Uma das célebres frases do sociólogo e historiador Raymundo Faoro diz que a “história do Brasil é um romance sem heróis”. Os fatos que dominaram as discussões em Manaus nos últimos dias, na imprensa, redes sociais ou grupos de discussão, remetem a essa situação. Os embates começaram com a cassação do mandato do Governador José Melo no TRE, passando pelos ataques que o Governador fez ao seu adversário Eduardo Braga, na abertura do ano legislativo, seguidos da revoada de cédulas falsas sobre sua cabeça e pela reação do Senador nas redes sociais.
Pois bem, nessa história – ou romance policial – não há heróis, mas um grupo político em luta aberta e fratricida, formado pelas elites que dominam o Estado há quase quarenta anos. Nessa disputa sobram a ganância, o desrespeito à democracia, o uso da máquina pública e acordos de gabinetes, tudo com o firme propósito de manter no poder o amigo da hora, aquele que melhor representa os interesses do “grupo”.
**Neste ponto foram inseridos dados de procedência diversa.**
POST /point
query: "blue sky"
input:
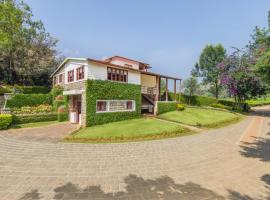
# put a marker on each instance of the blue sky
(169, 35)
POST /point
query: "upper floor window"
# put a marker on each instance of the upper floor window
(114, 74)
(70, 75)
(80, 73)
(60, 78)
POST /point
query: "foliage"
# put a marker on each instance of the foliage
(129, 130)
(108, 90)
(239, 77)
(27, 51)
(207, 67)
(180, 107)
(5, 120)
(197, 116)
(43, 108)
(30, 118)
(20, 100)
(163, 107)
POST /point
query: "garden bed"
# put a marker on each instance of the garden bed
(128, 130)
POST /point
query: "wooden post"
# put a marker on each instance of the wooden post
(175, 89)
(157, 88)
(166, 89)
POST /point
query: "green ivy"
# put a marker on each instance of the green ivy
(107, 90)
(5, 120)
(22, 119)
(20, 100)
(163, 107)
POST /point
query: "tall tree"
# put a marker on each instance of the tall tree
(27, 51)
(207, 67)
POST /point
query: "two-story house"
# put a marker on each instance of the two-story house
(73, 73)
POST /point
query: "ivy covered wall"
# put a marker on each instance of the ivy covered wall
(108, 90)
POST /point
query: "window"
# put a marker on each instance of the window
(101, 105)
(115, 106)
(54, 80)
(80, 73)
(71, 76)
(60, 78)
(119, 75)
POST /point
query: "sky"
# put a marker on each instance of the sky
(169, 35)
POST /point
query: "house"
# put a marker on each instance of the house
(112, 89)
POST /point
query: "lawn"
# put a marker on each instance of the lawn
(34, 124)
(129, 130)
(197, 116)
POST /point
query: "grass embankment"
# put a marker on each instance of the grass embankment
(129, 130)
(201, 117)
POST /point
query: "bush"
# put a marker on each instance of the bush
(221, 106)
(44, 108)
(30, 118)
(108, 90)
(180, 107)
(163, 107)
(20, 100)
(5, 120)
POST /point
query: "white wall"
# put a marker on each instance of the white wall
(99, 72)
(73, 65)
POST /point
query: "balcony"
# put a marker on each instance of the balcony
(149, 90)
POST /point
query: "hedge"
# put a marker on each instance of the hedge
(5, 120)
(20, 100)
(163, 107)
(22, 119)
(108, 90)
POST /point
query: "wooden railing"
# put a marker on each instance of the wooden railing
(149, 90)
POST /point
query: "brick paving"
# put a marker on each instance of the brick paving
(209, 165)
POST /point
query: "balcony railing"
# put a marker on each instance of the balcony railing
(149, 90)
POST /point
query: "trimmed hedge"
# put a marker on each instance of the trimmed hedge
(20, 100)
(163, 107)
(108, 90)
(23, 119)
(5, 120)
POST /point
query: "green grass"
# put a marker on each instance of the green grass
(128, 130)
(259, 101)
(201, 117)
(34, 124)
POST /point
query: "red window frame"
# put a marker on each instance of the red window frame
(71, 76)
(101, 106)
(80, 73)
(118, 75)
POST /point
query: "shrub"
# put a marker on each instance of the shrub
(20, 100)
(62, 114)
(5, 120)
(108, 90)
(29, 118)
(34, 89)
(163, 107)
(180, 107)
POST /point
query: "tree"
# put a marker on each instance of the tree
(239, 77)
(207, 68)
(190, 86)
(27, 51)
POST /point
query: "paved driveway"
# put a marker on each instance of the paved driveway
(209, 165)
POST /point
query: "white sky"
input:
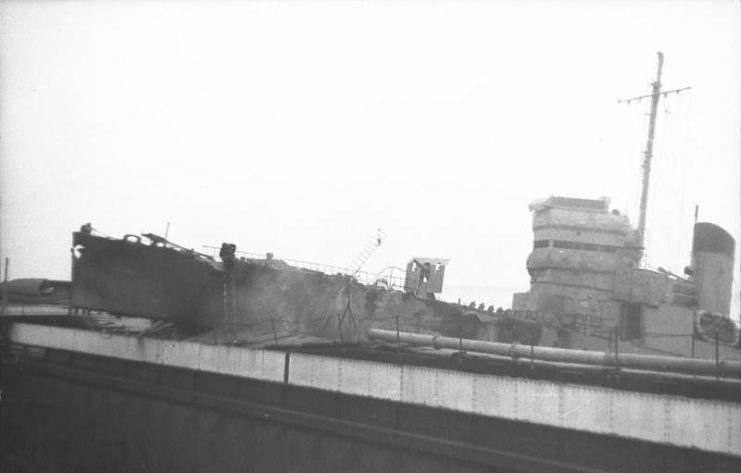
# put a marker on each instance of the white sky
(299, 127)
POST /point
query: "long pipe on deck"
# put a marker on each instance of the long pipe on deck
(702, 367)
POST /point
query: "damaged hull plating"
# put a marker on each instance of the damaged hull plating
(247, 297)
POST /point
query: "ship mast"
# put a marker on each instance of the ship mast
(648, 154)
(656, 93)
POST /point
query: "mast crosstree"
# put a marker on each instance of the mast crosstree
(655, 95)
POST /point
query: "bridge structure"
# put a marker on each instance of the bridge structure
(81, 400)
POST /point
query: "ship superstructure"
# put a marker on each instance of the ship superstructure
(588, 286)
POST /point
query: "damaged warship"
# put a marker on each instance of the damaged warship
(588, 291)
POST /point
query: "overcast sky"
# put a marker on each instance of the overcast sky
(300, 127)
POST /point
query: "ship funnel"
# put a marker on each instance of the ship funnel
(712, 263)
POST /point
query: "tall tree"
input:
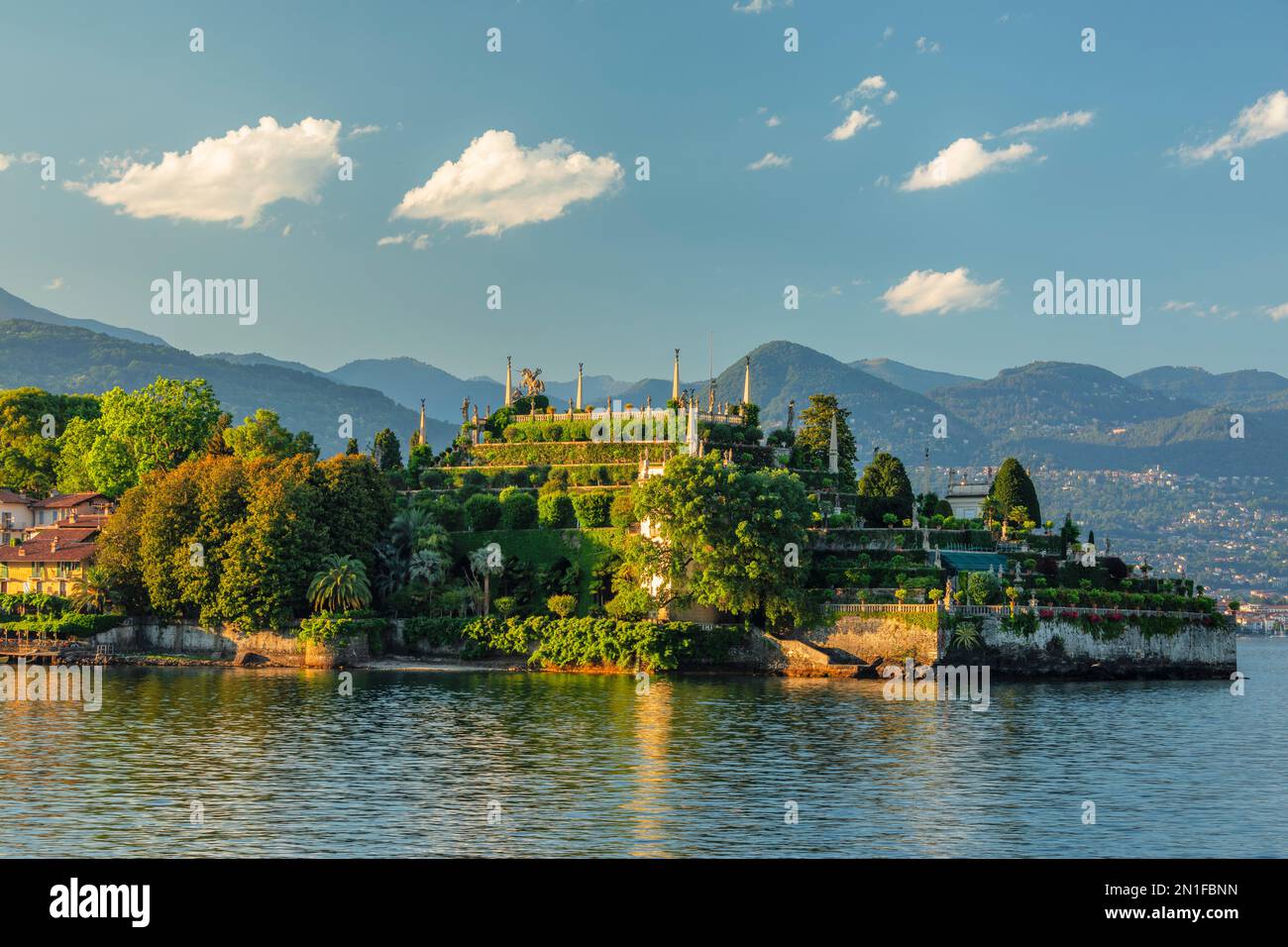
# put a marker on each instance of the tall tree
(728, 538)
(262, 436)
(387, 450)
(814, 436)
(1013, 487)
(885, 480)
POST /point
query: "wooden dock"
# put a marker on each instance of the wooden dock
(12, 650)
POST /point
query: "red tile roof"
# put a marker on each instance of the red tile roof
(64, 500)
(43, 549)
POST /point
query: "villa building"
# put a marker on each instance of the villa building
(966, 492)
(48, 544)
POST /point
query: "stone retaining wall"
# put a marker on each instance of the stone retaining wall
(273, 648)
(874, 637)
(1061, 648)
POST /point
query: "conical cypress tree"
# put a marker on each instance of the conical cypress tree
(1013, 487)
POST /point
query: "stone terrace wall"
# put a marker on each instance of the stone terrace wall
(224, 644)
(874, 637)
(1063, 648)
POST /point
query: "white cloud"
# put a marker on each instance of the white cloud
(925, 290)
(417, 241)
(771, 159)
(1262, 120)
(758, 5)
(853, 124)
(868, 89)
(227, 178)
(962, 159)
(496, 184)
(1065, 120)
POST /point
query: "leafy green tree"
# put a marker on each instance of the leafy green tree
(482, 569)
(555, 512)
(1013, 487)
(622, 512)
(982, 589)
(518, 509)
(31, 427)
(359, 505)
(562, 605)
(262, 436)
(94, 592)
(483, 510)
(592, 508)
(728, 538)
(274, 551)
(340, 585)
(303, 442)
(814, 437)
(161, 424)
(885, 488)
(215, 444)
(387, 450)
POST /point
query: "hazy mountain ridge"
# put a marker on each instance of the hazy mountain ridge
(910, 376)
(14, 308)
(1067, 414)
(67, 360)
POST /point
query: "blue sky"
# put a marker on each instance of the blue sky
(597, 266)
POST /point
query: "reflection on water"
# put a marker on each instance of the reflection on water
(584, 766)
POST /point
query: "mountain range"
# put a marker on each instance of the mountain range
(1059, 412)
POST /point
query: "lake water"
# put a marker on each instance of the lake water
(415, 763)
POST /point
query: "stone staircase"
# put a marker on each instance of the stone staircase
(809, 661)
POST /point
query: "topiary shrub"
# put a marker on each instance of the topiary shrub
(621, 513)
(629, 604)
(562, 605)
(555, 512)
(449, 513)
(592, 508)
(518, 509)
(483, 510)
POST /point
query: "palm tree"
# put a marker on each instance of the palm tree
(425, 566)
(94, 592)
(340, 585)
(992, 512)
(481, 565)
(410, 527)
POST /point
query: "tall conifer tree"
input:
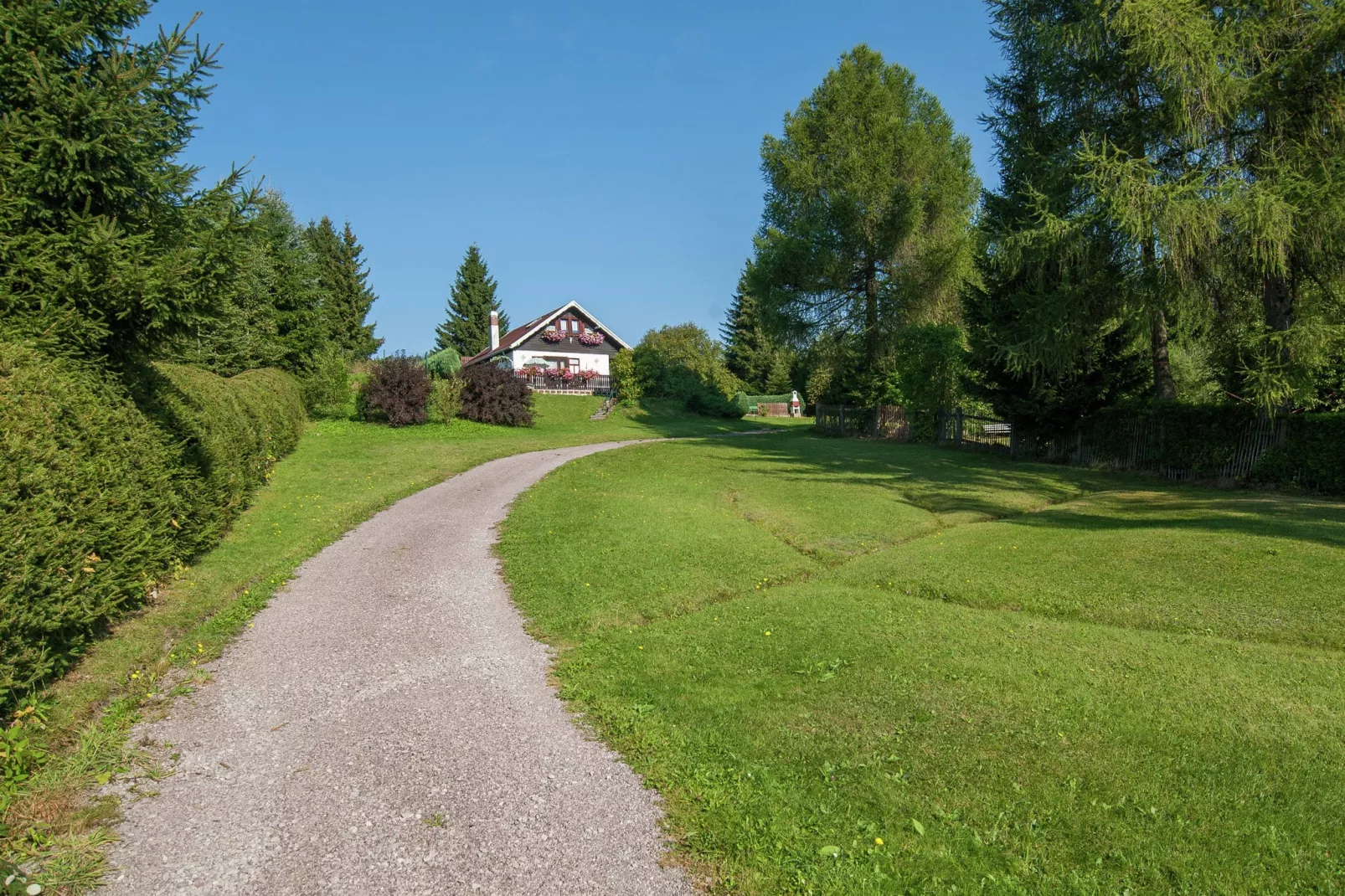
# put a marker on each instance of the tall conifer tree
(348, 297)
(748, 352)
(468, 326)
(108, 248)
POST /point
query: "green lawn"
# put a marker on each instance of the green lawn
(341, 474)
(1018, 678)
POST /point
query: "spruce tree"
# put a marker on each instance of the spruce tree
(748, 352)
(108, 248)
(868, 208)
(343, 280)
(1045, 319)
(468, 326)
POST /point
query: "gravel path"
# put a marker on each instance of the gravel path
(393, 685)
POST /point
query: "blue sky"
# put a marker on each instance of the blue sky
(606, 152)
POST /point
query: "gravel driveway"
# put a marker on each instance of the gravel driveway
(388, 728)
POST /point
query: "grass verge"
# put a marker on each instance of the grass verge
(873, 669)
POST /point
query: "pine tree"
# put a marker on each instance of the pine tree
(343, 280)
(1243, 195)
(108, 248)
(1047, 322)
(868, 208)
(468, 326)
(748, 352)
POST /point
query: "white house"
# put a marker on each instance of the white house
(568, 345)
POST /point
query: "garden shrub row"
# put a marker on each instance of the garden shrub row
(99, 499)
(1198, 437)
(1311, 458)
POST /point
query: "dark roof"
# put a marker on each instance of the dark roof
(515, 337)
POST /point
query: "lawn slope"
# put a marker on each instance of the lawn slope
(872, 669)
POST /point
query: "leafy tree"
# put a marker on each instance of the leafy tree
(868, 209)
(343, 280)
(1236, 183)
(685, 362)
(468, 326)
(1047, 317)
(106, 245)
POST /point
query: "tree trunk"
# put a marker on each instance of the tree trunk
(1278, 301)
(1165, 388)
(870, 315)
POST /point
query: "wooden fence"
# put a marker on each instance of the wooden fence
(887, 421)
(1131, 444)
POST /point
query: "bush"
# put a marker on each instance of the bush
(97, 502)
(444, 363)
(495, 396)
(446, 399)
(327, 386)
(397, 392)
(1312, 458)
(626, 384)
(1200, 439)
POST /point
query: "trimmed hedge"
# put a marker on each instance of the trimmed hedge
(1312, 458)
(233, 434)
(97, 502)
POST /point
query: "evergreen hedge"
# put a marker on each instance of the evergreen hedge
(1312, 458)
(99, 502)
(233, 432)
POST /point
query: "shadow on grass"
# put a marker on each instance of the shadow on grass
(949, 481)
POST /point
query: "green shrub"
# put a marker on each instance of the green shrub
(446, 399)
(327, 386)
(100, 501)
(626, 384)
(93, 509)
(683, 362)
(444, 363)
(1312, 456)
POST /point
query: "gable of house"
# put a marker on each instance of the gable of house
(572, 321)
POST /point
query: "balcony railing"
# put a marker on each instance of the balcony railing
(596, 385)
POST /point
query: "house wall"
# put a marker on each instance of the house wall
(568, 346)
(590, 359)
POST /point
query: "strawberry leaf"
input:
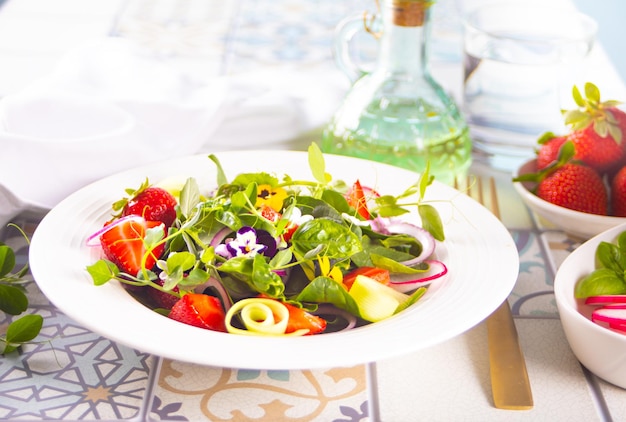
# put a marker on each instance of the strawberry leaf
(102, 271)
(577, 119)
(23, 329)
(592, 92)
(616, 133)
(580, 102)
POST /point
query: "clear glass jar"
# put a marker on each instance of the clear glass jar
(397, 113)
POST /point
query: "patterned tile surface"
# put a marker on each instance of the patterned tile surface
(74, 374)
(221, 394)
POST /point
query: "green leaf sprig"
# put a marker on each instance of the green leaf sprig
(192, 259)
(13, 301)
(609, 276)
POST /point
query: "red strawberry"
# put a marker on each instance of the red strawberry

A sociedade amazonense não é chamada a opinar e assiste, impassível, o desfile de egos e artimanhas políticas. Aos donos do poder não interessa que crianças morram por falta de tratamento adequado no interior ou na capital; não interessa que noventa mil mães não tenham acesso a creches para deixar seus filhos; não interessa que nossos jovens estejam matando e morrendo nas periferias de Manaus; tampouco interessa o fato de apenas dez por cento do Estado possuir cobertura de saneamento básico ou trabalhadores perderem seus empregos na indústria local. A única luta que interessa é manter o poder nas mãos desse grupo político.
Por outro lado, o silêncio daqueles que se apresentam como “novas lideranças” é eloquente. Calam-se diante do sofrimento da sociedade, calam-se diante dessa guerra pelo poder e sua omissão em assumir posicionamento a favor do povo amazonense, sinaliza que o futuro não será assim, tão animador quanto tentam transparecer. A população não merece ter novas lideranças a serviço de velhas oligarquias, com um pé na modernidade e outro na velha política.
Ao contrário, a geração que almeja comandar os rumos do Amazonas tem a obrigação de restabelecer aqui uma verdadeira democracia. Para isso, será preciso ter opinião clara, posições firmes e acima de tudo, negar esse modelo político que exclui a maioria para beneficiar pequenos grupos. Assumir compromissos sociais, ambientais e econômicos verdadeiros, transparentes e republicanos. Valorizar a participação popular e adotar gestão baseada em metas e resultados. Há muito o que fazer, mas poucos parecem dispostos a seguir o caminho mais difícil, que combina independência e disposição para lutar pelos menos favorecidos.